On May 5, 2003, the FDA approved Iressa for third-line treatment of non-small cell lung cancer (NSCLC). Approval was based on the shrinking of lesions in 10% of a small (216 patients), uncontrolled, unblinded Phase II trial. However, Iressa showed no efficacy whatsoever when used as first-line treatment in two large (over 2,000 patients), randomized, well designed, double-blind, placebo-controlled Phase III trials. Importantly, while the study of third-line therapy relied upon subjective measures and surrogate markers, the study of first-line therapy actually used survival as an endpoint. Iressa has thus been proved twice independently not to extend life when used as first-line therapy. (We suspect that it will have little, if any, effect on survival as third-line therapy, as it should be easier to benefit patients with less advanced cancers.) The black box warning label for Iressa needs to state that the drug should be reserved for the same group of patients who were studied in the Phase II trial on which approval was based, i.e., those with NSCLC who have been exposed to at least 2 previous chemotherapy regimens, both platinum-based and docetaxel.
In addition, as of February 2003, there were 173 post-marketing reports of deaths from acute interstitial pneumonia associated with Iressa apparently unrelated to NSCLC in Japanese patients (Japan was then the only country to have approved Iressa).
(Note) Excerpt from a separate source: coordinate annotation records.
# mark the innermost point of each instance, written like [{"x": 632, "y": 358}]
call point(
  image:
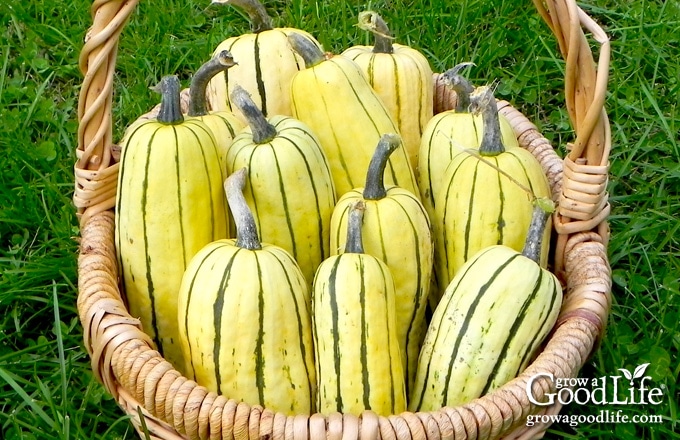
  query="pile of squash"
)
[{"x": 310, "y": 237}]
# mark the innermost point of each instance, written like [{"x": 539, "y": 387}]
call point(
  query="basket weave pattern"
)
[{"x": 169, "y": 406}]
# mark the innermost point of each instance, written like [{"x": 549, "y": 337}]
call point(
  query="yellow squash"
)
[
  {"x": 170, "y": 204},
  {"x": 450, "y": 133},
  {"x": 333, "y": 97},
  {"x": 493, "y": 317},
  {"x": 290, "y": 187},
  {"x": 355, "y": 341},
  {"x": 396, "y": 230},
  {"x": 401, "y": 76},
  {"x": 486, "y": 196},
  {"x": 244, "y": 318},
  {"x": 224, "y": 124},
  {"x": 266, "y": 63}
]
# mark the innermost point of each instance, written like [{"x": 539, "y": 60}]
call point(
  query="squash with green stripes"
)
[
  {"x": 396, "y": 230},
  {"x": 486, "y": 196},
  {"x": 290, "y": 187},
  {"x": 170, "y": 204},
  {"x": 401, "y": 76},
  {"x": 358, "y": 362},
  {"x": 493, "y": 317},
  {"x": 244, "y": 318},
  {"x": 224, "y": 124},
  {"x": 266, "y": 63},
  {"x": 333, "y": 97},
  {"x": 448, "y": 134}
]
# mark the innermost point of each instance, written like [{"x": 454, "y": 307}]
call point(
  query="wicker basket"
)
[{"x": 169, "y": 406}]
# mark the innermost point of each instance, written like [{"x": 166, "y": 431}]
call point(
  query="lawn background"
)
[{"x": 46, "y": 387}]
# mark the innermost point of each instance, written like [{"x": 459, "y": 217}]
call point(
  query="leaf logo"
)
[{"x": 639, "y": 372}]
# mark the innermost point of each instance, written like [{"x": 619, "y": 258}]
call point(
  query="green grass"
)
[{"x": 47, "y": 389}]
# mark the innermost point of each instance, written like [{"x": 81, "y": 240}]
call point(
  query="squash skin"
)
[
  {"x": 231, "y": 303},
  {"x": 402, "y": 78},
  {"x": 170, "y": 204},
  {"x": 396, "y": 230},
  {"x": 289, "y": 189},
  {"x": 446, "y": 135},
  {"x": 358, "y": 360},
  {"x": 493, "y": 316},
  {"x": 223, "y": 124},
  {"x": 336, "y": 101},
  {"x": 266, "y": 64},
  {"x": 486, "y": 197}
]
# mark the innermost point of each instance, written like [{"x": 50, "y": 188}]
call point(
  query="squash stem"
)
[
  {"x": 375, "y": 176},
  {"x": 371, "y": 21},
  {"x": 534, "y": 240},
  {"x": 219, "y": 63},
  {"x": 482, "y": 101},
  {"x": 170, "y": 112},
  {"x": 246, "y": 230},
  {"x": 459, "y": 84},
  {"x": 309, "y": 51},
  {"x": 355, "y": 243},
  {"x": 257, "y": 14},
  {"x": 262, "y": 130}
]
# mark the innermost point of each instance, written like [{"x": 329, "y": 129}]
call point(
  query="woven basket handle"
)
[{"x": 583, "y": 202}]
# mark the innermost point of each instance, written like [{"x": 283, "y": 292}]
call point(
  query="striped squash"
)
[
  {"x": 486, "y": 196},
  {"x": 170, "y": 204},
  {"x": 290, "y": 188},
  {"x": 448, "y": 134},
  {"x": 396, "y": 229},
  {"x": 224, "y": 124},
  {"x": 358, "y": 363},
  {"x": 244, "y": 318},
  {"x": 265, "y": 60},
  {"x": 493, "y": 316},
  {"x": 333, "y": 97},
  {"x": 402, "y": 78}
]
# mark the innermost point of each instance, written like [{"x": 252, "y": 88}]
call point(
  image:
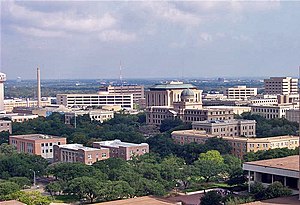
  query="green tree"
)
[
  {"x": 211, "y": 198},
  {"x": 210, "y": 164}
]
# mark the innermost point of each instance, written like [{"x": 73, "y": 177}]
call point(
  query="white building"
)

FDA had wanted a black box warning based on interstitial pneumonia associated with Iressa use, but AstraZeneca obviously succeeded in preventing this important addition to the label.
It is in regard to both the potential for misuse in groups in which it is not efficacious, as well as to provide a clear warning to patients that they may be at risk of a fatal lung disease unrelated to NSCLC, that we feel a black box warning in the Iressa label is necessary.
Examples of black box warnings restricting use
The FDA has added black box warnings to a number of drugs with the purpose of restricting use to particular patient groups and preventing scientifically unjustified off-label use. For example, the FDA added an additional paragraph to the black box warning for Premarin (conjugated estrogens) stating that, “Estrogens and progestins should not be used for the prevention of cardiovascular disease.” This change came as a result of the Women’s Health Initiative, a large clinical trial in which it was found that, among women receiving the drug to prevent cardiovascular disease, there were increased risks of myocardial infarction, stroke, invasive breast cancer, endometrial cancer, pulmonary emboli, and deep vein thrombosis. The drug remained indicated for the treatment of hot flashes.
FDA also added a black box warning to the Nolvadex (tamoxifen) label after an analysis of the Breast Cancer Prevention Study revealed that “Serious and life-threatening events associated with NOLVADEX in the risk reduction [of breast cancer] setting (women at high risk for cancer and women with DCIS) include uterine malignancies, stroke and pulmonary embolism.” In the same black box was the information that “the benefits of Nolvadex outweigh the risks in women already diagnosed with breast cancer” allowing for an important distinction on use based on diagnosis.
Further examples include black box warnings for both Mellaril (thioridazine) and Serentil (mesoridazine) due to their life-threatening lengthening of the QTc interval. In both cases, the black box explicitly warns that these drugs should be reserved for patients with schizophrenia who fail to respond to other antipsychotic drugs (as opposed to use as first-line therapy, which would be an off-label indication).
Our model black box warning would be:
Iressa has been shown to be ineffective in first-line therapy in non-small cell lung cancer (NSCLC) and should only be used in NSLC patients who have failed to respond to two previous treatment regimens, both platinum-based and docetaxel chemotherapies. Because of an increase in deaths from acute interstitial pneumonia in patients taking Iressa, patients need to be closely monitored and warned of the early signs of interstitial pneumonia.
ENVIRONMENTAL IMPACT STATEMENT
Nothing requested in this petition will have an impact on the environment.
We certify that, to the best of our knowledge and belief, this petition includes all information and views on which this petition relies, and that it includes representative data and information known to the petitioners which are unfavorable to the petition.
Elizabeth Barbehenn, Ph.D.
Peter Lurie, M.D., M.P.H.
Sidney M. Wolfe, M.D.
Public Citizen’s Health Research Group
 Iressa postmarketing trial modeled on tarceva Phase III under consideration. The Pink Sheet May 5, 2003; 65:27.